翌年5月には、村上ファンドの保有株式が46.82%まで増え、経営権を握る寸前まで近づいたが、阪急ホールディングスが阪神電鉄との経営統合を前提にTOBを仕掛け、対抗。ところが、時を同じくしてニッポン放送株の取引において村上氏のインサイダー疑惑が浮上し、6月5日に逮捕、勾留されることになった。村上氏が代表を辞任したことで、ファンドも阪神電鉄買収を断念、TOBに応じて阪神電鉄株をすべて阪急HDに売却している。同年10月には阪急阪神ホールディングスが誕生。私鉄再編の引き金となった。

本誌のインタビューで村上氏は、
「(球団が)上場するしないではなく、どうやったらもっとお客様を引き入れることができるか、それが大事なんです。そのためにどうするか、阪神電鉄にはもっと考えてほしい、というのが親会社の株主としてのメッセージ」(06年1月号)
と語っている。この騒動のなか、阪神電鉄側も株主軽視の経営が批判され、企業価値向上と株主利益が改めて問われることになった。

資本のねじれを突く

村上氏が逮捕されるきっかけになったニッポン放送株の売買は、堀江貴文氏率いるライブドアが主役を演じていた。05年当時、フジサンケイグループはフジテレビを中心に運営されていたが、その筆頭株主はフジテレビよりもはるかに経営規模が小さいニッポン放送という、いびつな資本関係になっていた。そこに目を付けたのが村上氏であり、堀江氏だった。

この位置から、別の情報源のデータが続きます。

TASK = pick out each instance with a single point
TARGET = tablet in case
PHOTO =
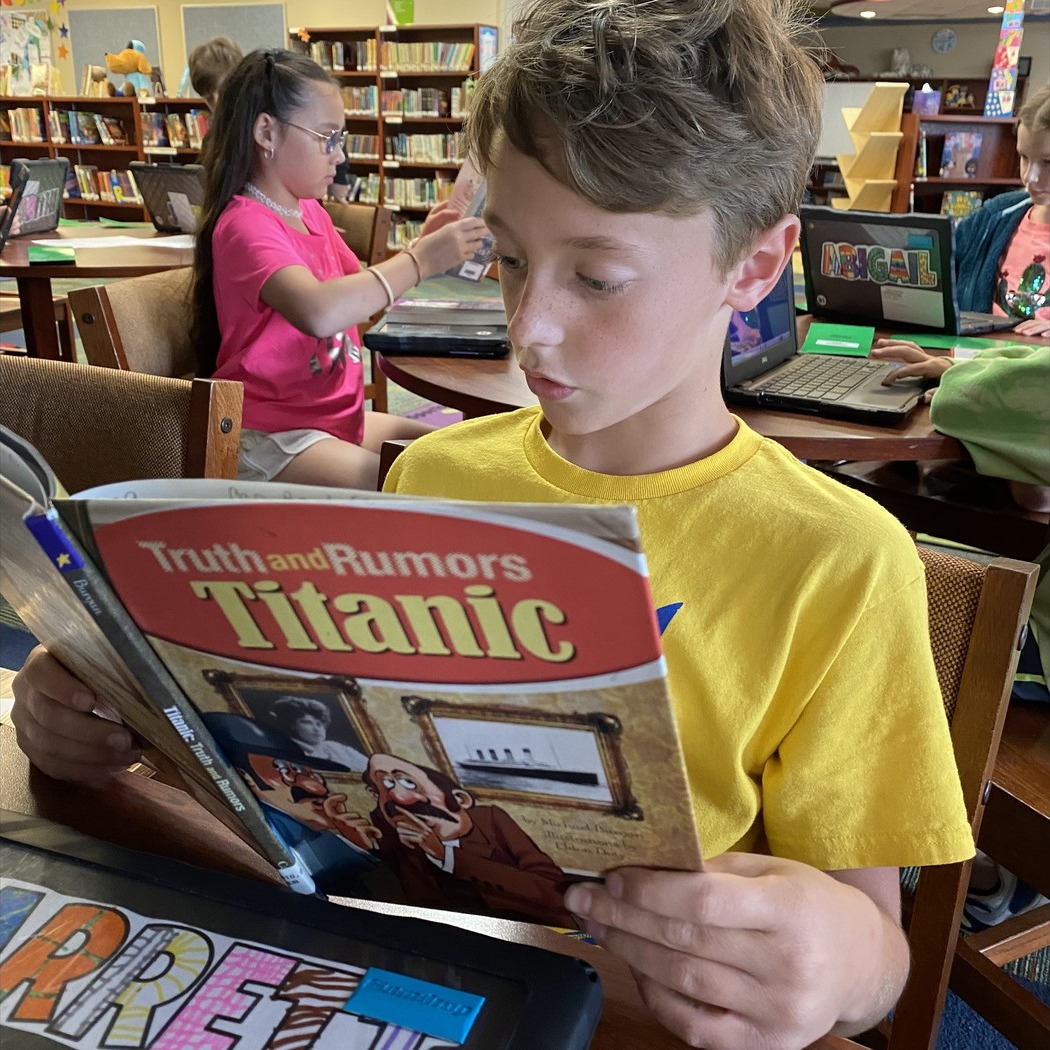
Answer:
(102, 946)
(438, 340)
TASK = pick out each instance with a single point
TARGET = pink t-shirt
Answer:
(292, 380)
(1027, 251)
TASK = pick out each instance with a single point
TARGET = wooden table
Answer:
(144, 814)
(482, 387)
(35, 280)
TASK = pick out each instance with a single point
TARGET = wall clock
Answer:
(943, 41)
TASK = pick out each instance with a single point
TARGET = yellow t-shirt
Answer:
(798, 653)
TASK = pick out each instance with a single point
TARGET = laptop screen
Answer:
(763, 337)
(879, 268)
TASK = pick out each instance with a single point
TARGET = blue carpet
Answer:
(962, 1029)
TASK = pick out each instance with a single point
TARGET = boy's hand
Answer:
(454, 243)
(56, 728)
(917, 361)
(755, 951)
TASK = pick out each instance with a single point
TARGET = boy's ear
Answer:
(756, 274)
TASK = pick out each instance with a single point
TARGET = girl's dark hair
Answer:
(272, 82)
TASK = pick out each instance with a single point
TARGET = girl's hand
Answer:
(917, 361)
(56, 728)
(1035, 326)
(441, 214)
(454, 243)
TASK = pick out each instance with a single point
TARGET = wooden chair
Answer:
(97, 425)
(977, 617)
(365, 228)
(950, 501)
(139, 323)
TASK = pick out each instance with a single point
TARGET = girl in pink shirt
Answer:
(277, 294)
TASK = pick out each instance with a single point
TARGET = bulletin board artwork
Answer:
(26, 37)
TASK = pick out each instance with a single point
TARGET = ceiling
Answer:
(926, 11)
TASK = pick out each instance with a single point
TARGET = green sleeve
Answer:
(999, 405)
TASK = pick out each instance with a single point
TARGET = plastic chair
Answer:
(97, 425)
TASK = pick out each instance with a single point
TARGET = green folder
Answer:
(49, 254)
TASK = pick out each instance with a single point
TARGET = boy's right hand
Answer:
(916, 360)
(56, 728)
(454, 243)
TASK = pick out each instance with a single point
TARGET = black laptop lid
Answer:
(172, 193)
(761, 338)
(879, 268)
(42, 182)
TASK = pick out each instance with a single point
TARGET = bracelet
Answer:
(415, 261)
(386, 285)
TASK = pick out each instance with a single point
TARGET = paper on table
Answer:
(179, 240)
(849, 340)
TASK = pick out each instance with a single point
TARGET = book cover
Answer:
(468, 194)
(961, 155)
(959, 204)
(456, 707)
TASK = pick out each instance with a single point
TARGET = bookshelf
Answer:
(996, 169)
(77, 128)
(405, 91)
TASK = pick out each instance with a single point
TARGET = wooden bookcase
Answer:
(998, 169)
(51, 137)
(405, 89)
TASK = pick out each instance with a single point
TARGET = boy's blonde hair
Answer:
(673, 106)
(1035, 112)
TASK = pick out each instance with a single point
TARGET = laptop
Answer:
(171, 193)
(761, 368)
(438, 339)
(886, 269)
(36, 201)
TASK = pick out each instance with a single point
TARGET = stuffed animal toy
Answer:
(134, 66)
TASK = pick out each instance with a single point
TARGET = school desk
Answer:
(89, 263)
(130, 810)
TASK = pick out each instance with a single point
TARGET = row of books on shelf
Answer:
(353, 56)
(425, 148)
(85, 182)
(174, 130)
(429, 56)
(417, 192)
(960, 155)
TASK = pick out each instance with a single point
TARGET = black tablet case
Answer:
(532, 998)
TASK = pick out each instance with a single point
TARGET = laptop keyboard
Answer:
(823, 376)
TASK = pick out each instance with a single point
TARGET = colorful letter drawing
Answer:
(97, 977)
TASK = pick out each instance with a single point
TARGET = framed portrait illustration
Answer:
(572, 761)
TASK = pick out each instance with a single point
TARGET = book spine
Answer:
(89, 586)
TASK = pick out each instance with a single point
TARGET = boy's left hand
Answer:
(753, 951)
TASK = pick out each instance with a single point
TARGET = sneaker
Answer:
(988, 907)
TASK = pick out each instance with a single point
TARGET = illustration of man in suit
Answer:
(450, 853)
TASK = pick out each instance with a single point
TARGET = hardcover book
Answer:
(422, 701)
(961, 155)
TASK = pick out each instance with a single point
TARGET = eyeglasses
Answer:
(330, 142)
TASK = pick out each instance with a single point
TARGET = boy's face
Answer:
(1033, 149)
(617, 321)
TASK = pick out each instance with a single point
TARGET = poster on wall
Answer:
(25, 53)
(1003, 83)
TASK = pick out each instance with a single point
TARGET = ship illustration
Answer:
(505, 762)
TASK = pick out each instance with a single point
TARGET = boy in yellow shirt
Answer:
(644, 164)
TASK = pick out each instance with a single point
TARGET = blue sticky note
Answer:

この資本のいびつさを解消するためにフジテレビがニッポン放送株のTOBを発表したのが05年1月17日。それからわずか3週間後にニッポン放送株の35%を持っていたのがライブドアだった。村上ファンドも18.5%を取得しており、ここから3カ月にわたって経営権を巡る抗争が始まった。

3月16日、ライブドアは49.8%を保有するに至った。ニッポン放送も新株予約権の発行等で対抗しようとするが、東京地裁はこれを差し止め、ライブドアのニッポン放送支配がより現実的なものになる。当時の状況をニッポン放送関係者はこう語った。

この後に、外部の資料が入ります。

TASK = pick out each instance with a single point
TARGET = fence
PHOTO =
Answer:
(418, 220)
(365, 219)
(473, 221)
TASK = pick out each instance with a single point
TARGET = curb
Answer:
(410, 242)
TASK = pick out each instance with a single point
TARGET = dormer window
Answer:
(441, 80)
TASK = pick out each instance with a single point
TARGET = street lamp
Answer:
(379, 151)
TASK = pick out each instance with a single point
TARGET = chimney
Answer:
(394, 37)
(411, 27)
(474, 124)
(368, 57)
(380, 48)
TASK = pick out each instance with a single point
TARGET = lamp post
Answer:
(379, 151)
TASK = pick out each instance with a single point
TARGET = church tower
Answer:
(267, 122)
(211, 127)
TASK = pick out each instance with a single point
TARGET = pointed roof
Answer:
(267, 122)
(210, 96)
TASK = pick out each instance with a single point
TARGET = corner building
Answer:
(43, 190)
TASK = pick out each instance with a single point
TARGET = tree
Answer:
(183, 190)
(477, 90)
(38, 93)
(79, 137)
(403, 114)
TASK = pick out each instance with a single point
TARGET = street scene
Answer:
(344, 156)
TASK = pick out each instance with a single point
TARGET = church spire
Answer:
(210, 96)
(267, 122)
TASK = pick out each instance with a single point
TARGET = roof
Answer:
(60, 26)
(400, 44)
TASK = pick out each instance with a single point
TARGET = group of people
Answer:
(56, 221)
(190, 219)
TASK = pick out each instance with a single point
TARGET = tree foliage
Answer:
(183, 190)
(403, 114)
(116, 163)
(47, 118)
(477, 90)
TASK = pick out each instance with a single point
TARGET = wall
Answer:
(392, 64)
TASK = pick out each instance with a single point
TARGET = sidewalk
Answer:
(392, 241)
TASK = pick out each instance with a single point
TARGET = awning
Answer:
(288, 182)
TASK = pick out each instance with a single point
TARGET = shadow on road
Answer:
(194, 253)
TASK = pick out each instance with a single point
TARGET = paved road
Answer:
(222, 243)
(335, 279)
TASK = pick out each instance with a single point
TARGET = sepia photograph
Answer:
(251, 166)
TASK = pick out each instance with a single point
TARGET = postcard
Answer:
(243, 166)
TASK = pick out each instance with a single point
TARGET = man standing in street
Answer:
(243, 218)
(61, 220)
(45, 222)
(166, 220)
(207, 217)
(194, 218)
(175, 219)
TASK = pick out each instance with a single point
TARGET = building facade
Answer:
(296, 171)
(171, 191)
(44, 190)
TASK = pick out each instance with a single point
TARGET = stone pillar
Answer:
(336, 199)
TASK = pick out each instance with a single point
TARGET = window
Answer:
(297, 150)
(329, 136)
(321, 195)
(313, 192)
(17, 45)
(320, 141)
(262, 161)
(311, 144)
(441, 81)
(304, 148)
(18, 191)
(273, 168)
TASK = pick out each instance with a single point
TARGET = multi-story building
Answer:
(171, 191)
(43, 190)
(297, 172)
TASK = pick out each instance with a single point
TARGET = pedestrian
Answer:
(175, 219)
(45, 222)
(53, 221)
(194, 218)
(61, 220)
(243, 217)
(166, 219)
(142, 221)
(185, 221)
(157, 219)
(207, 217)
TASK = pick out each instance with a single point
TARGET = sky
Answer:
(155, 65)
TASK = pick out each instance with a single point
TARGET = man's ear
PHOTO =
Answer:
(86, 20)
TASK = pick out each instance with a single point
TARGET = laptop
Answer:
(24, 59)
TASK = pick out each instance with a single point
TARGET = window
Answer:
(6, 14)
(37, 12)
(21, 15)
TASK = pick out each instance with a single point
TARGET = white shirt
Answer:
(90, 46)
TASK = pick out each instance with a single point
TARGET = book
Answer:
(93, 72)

「あの3カ月は精神的にも非常に厳しい期間でした。堀江氏たちも実際にニッポン放送にきて、経営幹部と交渉をしていた。あまり大きな会社ではないので、その雰囲気が伝わってくる。ニッポン放送はメディアにもかかわらず、情報が一番に入ってくるわけでもなかった。いま思い出してもつらい。当時を知る社員は、堀江氏の顔も見たくないという人が多いのではないか」

3月24日、ニッポン放送の持つフジテレビ株を北尾吉孝氏率いるSBIに貸し出すという奇策で状況が一変する。最終目的がフジテレビの支配だったライブドアは、ニッポン放送の経営を握る意味をなくしてしまう。“ホワイトナイト”北尾氏の登場は堀江氏にとって「想定外」だった。結局、ライブドアとフジテレビは和解し、資本のねじれも解消した。

経営は株主の気持ち次第でどうにでもひっくり返される。敵対的TOBというリスクを世に知らしめた事件だった。